Research & Papers

AgentAtlas exposes LLM agent evaluation flaws with 40% accuracy drop

Removing prompt hints drops model accuracy by 14-40 percentage points across all models.

Deep Dive

AgentAtlas, created by researchers Parsa Mazaheri and Kasra Mazaheri, moves beyond simplistic accuracy leaderboards for evaluating LLM agents that operate on codebases, browsers, operating systems, and tools. The framework introduces four components: a six-state control-decision taxonomy (Act / Ask / Refuse / Stop / Confirm / Recover), a nine-category trajectory-failure taxonomy with two hierarchical labels (primary error source and impact), a methodology comparing taxonomy-aware vs. taxonomy-blind prompting, and a benchmark-coverage audit against six behavioral axes. A demonstration on 1,342 generated items from eight models (four frontier closed-source and four open-weight) under both prompt modes showed striking results: removing the explicit label menu dropped every model's trajectory accuracy by 14 to 40 percentage points, compressing all scores to a narrow 0.54–0.62 floor regardless of model family.

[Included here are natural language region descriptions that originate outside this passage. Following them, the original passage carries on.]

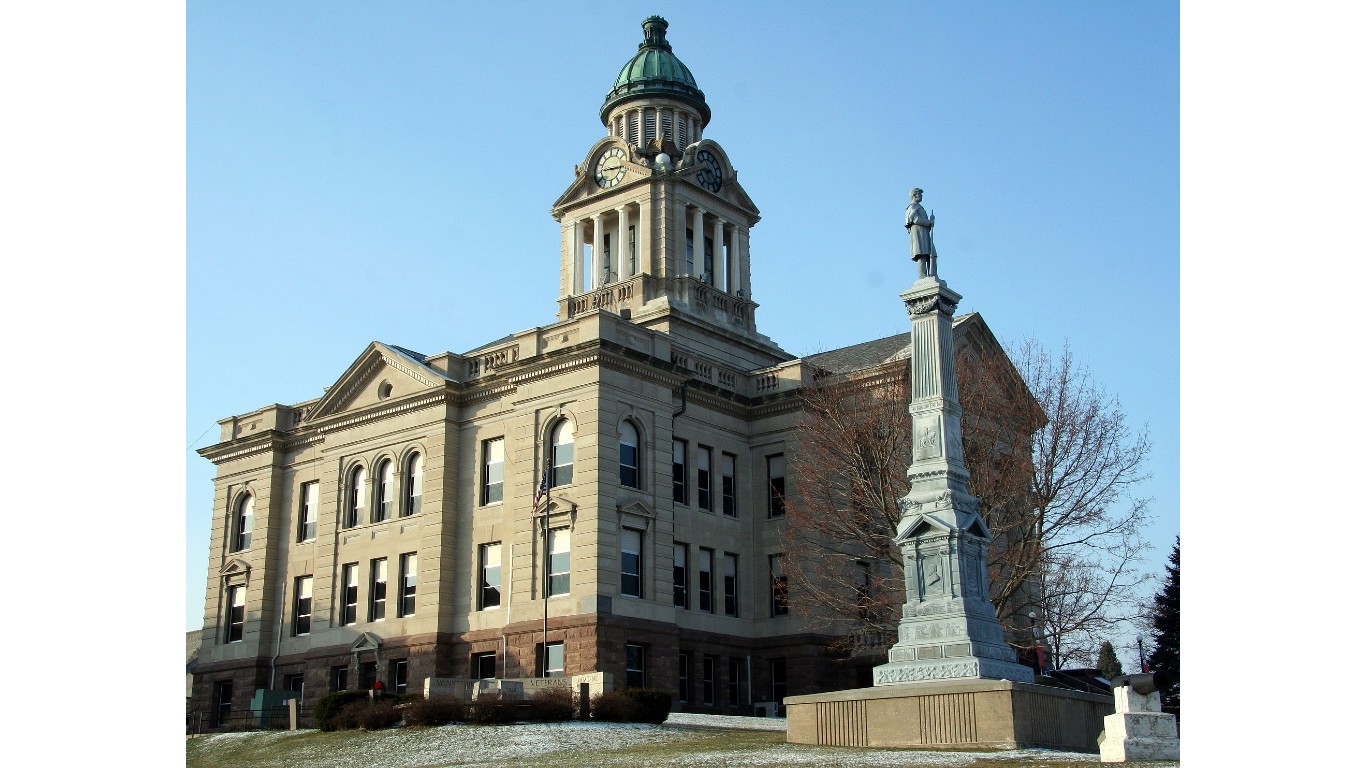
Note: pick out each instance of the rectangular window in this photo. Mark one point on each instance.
(294, 683)
(492, 472)
(491, 578)
(338, 678)
(704, 477)
(237, 612)
(379, 588)
(777, 678)
(484, 666)
(680, 591)
(863, 589)
(680, 472)
(709, 679)
(777, 586)
(559, 562)
(631, 562)
(634, 666)
(551, 660)
(704, 580)
(350, 592)
(732, 569)
(309, 511)
(732, 681)
(685, 681)
(302, 604)
(728, 484)
(409, 571)
(777, 485)
(221, 703)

No single model won on all three of control accuracy, trajectory diagnosis, and tool-context utility retention, highlighting the inadequacy of single-number benchmarks for real-world agent deployment.

Key Points
  • AgentAtlas introduces a six-state decision taxonomy (Act/Ask/Refuse/Stop/Confirm/Recover) and a nine-category failure taxonomy with hierarchical labels.
  • Removing explicit menu hints dropped trajectory accuracy by 14–40 pp for all eight tested models, compressing scores to a 0.54–0.62 floor.
  • No model excels across all metrics: control accuracy, trajectory diagnosis, and tool-context utility retention—current leaderboards misrepresent capability.

Why It Matters

Forces AI teams to rethink evaluation, moving beyond single accuracy scores to multi-dimensional testing for safer, more reliable agents.